Ladyce 16/07/2010
Uma história de sucesso ...
Passamos a semana em discussões sobre a possibilidade de os países do grupo BRIC – Brasil, Rússia, Índia e China -- formarem um acordo para juntos negociarem com os gigantes do primeiro mundo. Isso me lembrou que em fevereiro deste ano, o meu grupo de leitura se dedicou ao romance vencedor do prêmio Man Booker em 2008: O TIGRE BRANCO de Aravind Adiga [Nova Fronteira: 2008]. Como emprestei o livro imediatamente após a leitura, com forte recomendação, retardei sua resenha por dois meses, até poder reler algumas passagens.
Esse é um romance que se esbalda no humor negro e sarcasmo. Retratada de início ao fim está a história de Balram Halwai, que toma para si a incumbência de explicar através de longas cartas e com tremenda ironia, para o Primeiro Ministro da China, que está com visita à Índia marcada para uma data próxima, “o mundo como ele é”, na Índia. Não é nada bonita a realidade que Balram nos passa e da qual se intitula justo representante. Esse homem, que fez de tudo, incluindo assassinar sem empregador para poder subir na vida, se apresenta como o verdadeiro indiano, produto de um sistema social arcaico, extremamente injusto e feito mais corrupto ainda depois da ocidentalização do país através do colonialismo inglês. Nascido nas camadas sociais mais carentes – habitando um mundo quase invisível para os dirigentes do país, um lugar a que ele chama Escuridão-- ele explica como desde o dia em que veio ao mundo estava, assim como milhões de outros exatamente como ele, predestinado ao fracasso, subordinado às máfias locais, à corrupção dos dirigentes.
O grande trunfo desse romance, seu motor, está na narrativa. O uso da primeira pessoa permite que desde o início os leitores se identifiquem com Balram. Afinal, vemos o mundo através de seus olhos e mesmo que as ações, os valores descritos se mostrem desprezíveis, seu tom, a ingenuidade, a candura com que mostra seus mais deploráveis sentimentos, nos deixa presos entre a simpatia e o desprezo. No final, a narrativa é cativante: ela seduz pela solidariedade. Não podemos evitá-la ao contemplarmos as sórdidas condições de vida de Balram; mas é uma narrativa que nos diverte também quando sua visão simplória do mundo nos mostra um outro ângulo: aquele das necessidades da sobrevivência. Com essa mistura de pontos de vista somos obrigados a perpetuamente reconsiderar o que sabemos, não só sobre a realidade da Índia, mas checar também os nosso valores morais. Há razão para assumirmos que eles são ou devem ser universais?
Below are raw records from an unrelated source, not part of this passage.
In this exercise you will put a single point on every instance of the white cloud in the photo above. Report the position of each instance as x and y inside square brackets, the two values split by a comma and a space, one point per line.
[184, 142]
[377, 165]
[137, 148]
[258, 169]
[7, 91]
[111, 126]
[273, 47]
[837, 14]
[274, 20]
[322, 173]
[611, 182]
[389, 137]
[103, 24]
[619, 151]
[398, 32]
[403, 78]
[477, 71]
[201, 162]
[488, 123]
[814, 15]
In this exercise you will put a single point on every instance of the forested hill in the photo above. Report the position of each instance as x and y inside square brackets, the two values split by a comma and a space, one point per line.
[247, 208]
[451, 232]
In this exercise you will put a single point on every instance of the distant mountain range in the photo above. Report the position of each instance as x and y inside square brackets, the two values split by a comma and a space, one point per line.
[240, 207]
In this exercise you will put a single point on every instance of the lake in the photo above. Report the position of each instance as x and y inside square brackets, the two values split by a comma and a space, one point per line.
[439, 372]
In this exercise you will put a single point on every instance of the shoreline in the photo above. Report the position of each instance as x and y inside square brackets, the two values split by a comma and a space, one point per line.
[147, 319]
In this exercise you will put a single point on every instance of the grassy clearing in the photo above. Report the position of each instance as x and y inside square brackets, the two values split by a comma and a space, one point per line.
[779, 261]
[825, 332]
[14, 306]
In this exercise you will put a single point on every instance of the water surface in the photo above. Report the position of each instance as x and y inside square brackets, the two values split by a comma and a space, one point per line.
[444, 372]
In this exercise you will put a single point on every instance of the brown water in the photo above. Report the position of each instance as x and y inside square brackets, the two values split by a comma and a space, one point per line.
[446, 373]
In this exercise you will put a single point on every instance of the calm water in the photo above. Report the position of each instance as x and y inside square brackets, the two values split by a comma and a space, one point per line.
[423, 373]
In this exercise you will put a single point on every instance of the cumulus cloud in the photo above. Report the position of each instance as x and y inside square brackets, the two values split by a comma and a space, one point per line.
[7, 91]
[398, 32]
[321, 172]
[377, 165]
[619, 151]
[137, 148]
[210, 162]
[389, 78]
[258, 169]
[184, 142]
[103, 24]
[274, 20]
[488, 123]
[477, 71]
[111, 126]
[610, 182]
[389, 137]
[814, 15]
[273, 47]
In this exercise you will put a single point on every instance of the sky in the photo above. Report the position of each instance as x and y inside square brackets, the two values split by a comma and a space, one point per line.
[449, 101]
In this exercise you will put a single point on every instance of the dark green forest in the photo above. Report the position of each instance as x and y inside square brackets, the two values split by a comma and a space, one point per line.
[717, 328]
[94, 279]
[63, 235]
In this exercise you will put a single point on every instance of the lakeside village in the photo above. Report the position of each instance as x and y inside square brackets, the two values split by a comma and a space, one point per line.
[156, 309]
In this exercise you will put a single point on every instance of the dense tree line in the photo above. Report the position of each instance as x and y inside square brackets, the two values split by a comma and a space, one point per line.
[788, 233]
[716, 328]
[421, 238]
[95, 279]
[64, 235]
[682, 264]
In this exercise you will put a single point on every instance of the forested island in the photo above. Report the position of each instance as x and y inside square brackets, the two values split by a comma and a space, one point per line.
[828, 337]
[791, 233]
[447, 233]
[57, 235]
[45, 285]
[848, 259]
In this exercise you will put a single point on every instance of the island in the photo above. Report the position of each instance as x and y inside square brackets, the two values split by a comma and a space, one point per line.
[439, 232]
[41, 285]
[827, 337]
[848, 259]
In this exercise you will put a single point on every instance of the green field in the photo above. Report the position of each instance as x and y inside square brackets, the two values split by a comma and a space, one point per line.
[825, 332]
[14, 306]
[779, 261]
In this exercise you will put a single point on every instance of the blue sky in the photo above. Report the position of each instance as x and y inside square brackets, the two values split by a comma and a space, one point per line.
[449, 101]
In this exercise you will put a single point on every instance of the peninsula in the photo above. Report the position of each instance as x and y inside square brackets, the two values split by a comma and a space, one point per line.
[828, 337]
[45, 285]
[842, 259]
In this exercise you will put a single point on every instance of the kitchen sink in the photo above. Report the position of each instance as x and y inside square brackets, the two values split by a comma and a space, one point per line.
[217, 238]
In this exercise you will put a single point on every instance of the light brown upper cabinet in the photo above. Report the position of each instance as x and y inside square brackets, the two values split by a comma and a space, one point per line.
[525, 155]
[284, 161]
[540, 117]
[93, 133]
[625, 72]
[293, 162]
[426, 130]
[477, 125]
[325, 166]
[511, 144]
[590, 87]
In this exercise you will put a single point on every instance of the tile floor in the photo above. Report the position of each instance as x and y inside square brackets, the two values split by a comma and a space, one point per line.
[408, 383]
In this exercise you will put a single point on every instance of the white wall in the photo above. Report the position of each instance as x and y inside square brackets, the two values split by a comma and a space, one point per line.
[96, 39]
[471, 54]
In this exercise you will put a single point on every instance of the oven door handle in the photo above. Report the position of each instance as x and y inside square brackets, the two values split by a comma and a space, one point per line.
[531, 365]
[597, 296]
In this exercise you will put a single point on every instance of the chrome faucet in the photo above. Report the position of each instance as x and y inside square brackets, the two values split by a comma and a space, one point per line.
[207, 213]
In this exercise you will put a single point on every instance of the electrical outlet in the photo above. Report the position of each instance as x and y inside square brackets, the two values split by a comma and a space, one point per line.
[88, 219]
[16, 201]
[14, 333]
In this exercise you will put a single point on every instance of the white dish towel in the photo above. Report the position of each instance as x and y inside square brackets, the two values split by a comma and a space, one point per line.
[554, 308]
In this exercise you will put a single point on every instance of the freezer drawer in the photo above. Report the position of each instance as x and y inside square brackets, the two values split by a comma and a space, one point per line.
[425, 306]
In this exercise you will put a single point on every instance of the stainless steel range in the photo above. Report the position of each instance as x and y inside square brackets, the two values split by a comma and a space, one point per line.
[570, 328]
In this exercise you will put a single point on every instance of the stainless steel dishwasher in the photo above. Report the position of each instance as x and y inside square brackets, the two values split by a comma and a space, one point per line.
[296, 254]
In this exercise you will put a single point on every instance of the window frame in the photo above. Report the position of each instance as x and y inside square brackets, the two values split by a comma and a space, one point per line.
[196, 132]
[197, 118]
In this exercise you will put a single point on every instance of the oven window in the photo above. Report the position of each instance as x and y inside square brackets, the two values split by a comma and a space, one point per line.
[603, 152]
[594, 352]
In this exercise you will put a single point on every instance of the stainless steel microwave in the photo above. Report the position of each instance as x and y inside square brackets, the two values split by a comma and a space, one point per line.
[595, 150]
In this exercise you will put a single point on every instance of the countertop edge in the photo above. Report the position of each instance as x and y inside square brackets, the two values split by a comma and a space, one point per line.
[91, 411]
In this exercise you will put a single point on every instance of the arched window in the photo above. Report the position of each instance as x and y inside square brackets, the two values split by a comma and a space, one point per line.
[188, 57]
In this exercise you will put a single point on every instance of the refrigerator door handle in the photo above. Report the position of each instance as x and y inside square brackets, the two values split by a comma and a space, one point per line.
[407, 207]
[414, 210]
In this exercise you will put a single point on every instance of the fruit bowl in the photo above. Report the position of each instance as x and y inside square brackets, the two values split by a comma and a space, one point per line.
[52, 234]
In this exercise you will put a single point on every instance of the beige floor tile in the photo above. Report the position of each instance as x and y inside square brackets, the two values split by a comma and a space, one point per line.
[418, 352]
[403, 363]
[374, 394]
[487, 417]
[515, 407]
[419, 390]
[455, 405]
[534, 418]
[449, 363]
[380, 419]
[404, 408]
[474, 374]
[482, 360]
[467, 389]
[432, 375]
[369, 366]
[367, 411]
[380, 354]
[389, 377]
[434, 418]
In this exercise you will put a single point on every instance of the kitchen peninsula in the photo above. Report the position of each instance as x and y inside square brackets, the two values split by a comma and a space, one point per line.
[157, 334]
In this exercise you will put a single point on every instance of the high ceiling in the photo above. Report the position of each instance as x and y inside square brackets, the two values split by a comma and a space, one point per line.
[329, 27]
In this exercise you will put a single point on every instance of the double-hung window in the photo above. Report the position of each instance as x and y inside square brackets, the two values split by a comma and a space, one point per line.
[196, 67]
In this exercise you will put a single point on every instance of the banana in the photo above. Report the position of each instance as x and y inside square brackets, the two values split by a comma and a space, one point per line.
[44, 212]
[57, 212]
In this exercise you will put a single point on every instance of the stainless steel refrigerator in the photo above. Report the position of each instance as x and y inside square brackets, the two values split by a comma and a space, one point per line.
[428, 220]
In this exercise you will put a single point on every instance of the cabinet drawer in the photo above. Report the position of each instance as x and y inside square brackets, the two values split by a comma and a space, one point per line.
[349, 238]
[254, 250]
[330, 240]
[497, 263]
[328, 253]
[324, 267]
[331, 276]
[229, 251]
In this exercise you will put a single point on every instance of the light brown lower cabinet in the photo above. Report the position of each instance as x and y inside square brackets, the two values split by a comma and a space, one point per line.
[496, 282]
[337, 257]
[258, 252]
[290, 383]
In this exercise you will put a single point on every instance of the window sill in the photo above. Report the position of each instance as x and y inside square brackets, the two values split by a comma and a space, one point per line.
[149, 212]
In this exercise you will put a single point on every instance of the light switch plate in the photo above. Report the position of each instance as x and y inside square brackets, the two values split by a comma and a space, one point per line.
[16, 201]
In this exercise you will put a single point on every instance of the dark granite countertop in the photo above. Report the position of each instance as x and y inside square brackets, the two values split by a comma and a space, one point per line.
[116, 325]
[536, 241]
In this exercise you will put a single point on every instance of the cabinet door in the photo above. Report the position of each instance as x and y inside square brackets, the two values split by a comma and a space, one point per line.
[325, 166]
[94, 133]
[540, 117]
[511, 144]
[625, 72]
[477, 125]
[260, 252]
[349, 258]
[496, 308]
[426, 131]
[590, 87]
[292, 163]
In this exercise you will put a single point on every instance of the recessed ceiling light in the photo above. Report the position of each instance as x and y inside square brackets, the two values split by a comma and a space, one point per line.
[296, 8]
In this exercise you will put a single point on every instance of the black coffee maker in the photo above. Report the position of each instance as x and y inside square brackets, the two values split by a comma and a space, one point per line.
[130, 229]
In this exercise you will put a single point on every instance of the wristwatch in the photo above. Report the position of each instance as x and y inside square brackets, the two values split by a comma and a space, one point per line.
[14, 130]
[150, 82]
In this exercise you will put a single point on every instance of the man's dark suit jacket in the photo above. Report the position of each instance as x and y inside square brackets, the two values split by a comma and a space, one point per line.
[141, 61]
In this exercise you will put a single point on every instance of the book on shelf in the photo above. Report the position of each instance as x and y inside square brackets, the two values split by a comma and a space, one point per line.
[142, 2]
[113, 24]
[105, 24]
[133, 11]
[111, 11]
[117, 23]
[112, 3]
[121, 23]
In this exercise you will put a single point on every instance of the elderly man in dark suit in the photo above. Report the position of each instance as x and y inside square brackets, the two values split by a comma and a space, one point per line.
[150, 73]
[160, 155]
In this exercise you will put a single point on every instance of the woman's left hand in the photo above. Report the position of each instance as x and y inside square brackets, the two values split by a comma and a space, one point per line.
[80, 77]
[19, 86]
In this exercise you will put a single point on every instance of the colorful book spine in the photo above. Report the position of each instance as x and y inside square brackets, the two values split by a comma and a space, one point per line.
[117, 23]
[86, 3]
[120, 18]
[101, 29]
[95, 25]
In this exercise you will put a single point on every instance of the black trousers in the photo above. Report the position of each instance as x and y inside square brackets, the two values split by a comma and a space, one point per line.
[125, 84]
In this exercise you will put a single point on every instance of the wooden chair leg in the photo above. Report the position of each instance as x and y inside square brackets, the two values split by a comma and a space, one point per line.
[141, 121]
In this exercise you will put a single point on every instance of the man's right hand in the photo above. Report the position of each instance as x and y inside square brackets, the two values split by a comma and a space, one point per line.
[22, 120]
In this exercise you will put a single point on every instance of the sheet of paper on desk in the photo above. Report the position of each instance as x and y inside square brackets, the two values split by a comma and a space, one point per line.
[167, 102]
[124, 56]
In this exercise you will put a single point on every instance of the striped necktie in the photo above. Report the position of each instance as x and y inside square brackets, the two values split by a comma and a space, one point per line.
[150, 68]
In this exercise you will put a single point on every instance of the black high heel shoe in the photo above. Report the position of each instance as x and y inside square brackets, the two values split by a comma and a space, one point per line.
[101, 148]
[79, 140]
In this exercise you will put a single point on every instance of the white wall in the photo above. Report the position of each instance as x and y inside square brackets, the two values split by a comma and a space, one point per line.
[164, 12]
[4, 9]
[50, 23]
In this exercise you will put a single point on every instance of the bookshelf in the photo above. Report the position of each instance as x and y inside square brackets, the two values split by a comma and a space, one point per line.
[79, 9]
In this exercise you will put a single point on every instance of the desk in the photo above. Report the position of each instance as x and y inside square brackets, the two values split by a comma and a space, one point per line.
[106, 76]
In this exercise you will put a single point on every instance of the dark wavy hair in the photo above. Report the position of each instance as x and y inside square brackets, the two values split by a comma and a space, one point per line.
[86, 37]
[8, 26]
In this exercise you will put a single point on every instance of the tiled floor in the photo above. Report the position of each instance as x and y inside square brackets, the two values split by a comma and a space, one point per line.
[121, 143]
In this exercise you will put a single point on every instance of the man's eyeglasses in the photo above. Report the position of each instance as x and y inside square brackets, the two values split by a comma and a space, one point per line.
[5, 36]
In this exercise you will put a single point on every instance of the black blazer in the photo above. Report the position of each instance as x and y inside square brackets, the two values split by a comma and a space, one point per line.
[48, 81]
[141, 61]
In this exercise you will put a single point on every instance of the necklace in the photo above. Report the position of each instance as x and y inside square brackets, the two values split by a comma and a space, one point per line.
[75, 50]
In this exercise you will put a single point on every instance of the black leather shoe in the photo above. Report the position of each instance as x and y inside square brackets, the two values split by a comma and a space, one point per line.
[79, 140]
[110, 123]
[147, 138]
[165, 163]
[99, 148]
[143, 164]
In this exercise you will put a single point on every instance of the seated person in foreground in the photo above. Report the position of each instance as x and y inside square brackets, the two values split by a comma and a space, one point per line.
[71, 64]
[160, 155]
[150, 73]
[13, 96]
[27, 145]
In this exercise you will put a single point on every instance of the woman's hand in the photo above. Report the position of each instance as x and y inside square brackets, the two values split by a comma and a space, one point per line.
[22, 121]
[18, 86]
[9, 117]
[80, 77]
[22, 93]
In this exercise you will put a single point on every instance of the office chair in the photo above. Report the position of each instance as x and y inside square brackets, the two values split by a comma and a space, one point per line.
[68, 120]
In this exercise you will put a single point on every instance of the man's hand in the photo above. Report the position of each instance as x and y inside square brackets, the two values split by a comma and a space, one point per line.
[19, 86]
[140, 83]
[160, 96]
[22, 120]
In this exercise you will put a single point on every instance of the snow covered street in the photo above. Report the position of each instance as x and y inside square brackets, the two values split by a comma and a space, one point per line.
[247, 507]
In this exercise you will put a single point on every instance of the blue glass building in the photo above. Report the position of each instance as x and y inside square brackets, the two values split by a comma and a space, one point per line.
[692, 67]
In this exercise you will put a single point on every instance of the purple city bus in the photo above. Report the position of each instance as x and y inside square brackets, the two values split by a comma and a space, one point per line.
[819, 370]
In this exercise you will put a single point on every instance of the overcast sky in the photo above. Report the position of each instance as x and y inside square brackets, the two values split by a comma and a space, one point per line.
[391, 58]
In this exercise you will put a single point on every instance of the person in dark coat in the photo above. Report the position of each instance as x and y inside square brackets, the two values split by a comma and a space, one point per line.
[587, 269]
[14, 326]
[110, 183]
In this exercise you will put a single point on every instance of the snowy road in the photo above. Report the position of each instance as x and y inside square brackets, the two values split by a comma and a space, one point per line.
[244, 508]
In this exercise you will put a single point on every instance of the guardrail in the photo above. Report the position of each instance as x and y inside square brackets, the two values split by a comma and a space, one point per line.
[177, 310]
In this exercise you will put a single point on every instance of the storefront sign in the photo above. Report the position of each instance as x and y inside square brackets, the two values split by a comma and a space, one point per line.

A ironia é mestra nessa narrativa. A imensa pobreza incomoda e a naturalidade com que somos obrigados a aceitá-la machuca. Mas é uma história de vitória, de sobrevivência, em termos diferentes daqueles que estamos acostumados a considerar, a ver, a aplaudir por exemplo no cinema americano. Somos colocados diante dos mesmos paradigmas das histórias de menino pobre que chega a mega empresário apesar de todas as dificuldades que lhes são impostas. Mas o protótipo dessas histórias não é válido para essa realidade, a história de Balram é diferente, e temos que julgá-la e julgar os nossos preceitos, os nossos preconceitos e valores, apesar de, no final, os resultados serem muito semelhantes aos que conhecemos dos heróis cinematográficos.
Esse é um livro para ler e pensar. Recomendo sem restrições. Um dos melhores livros lidos recentemente. Não perca tempo, abra suas páginas e garanto que a leitura será inesquecível.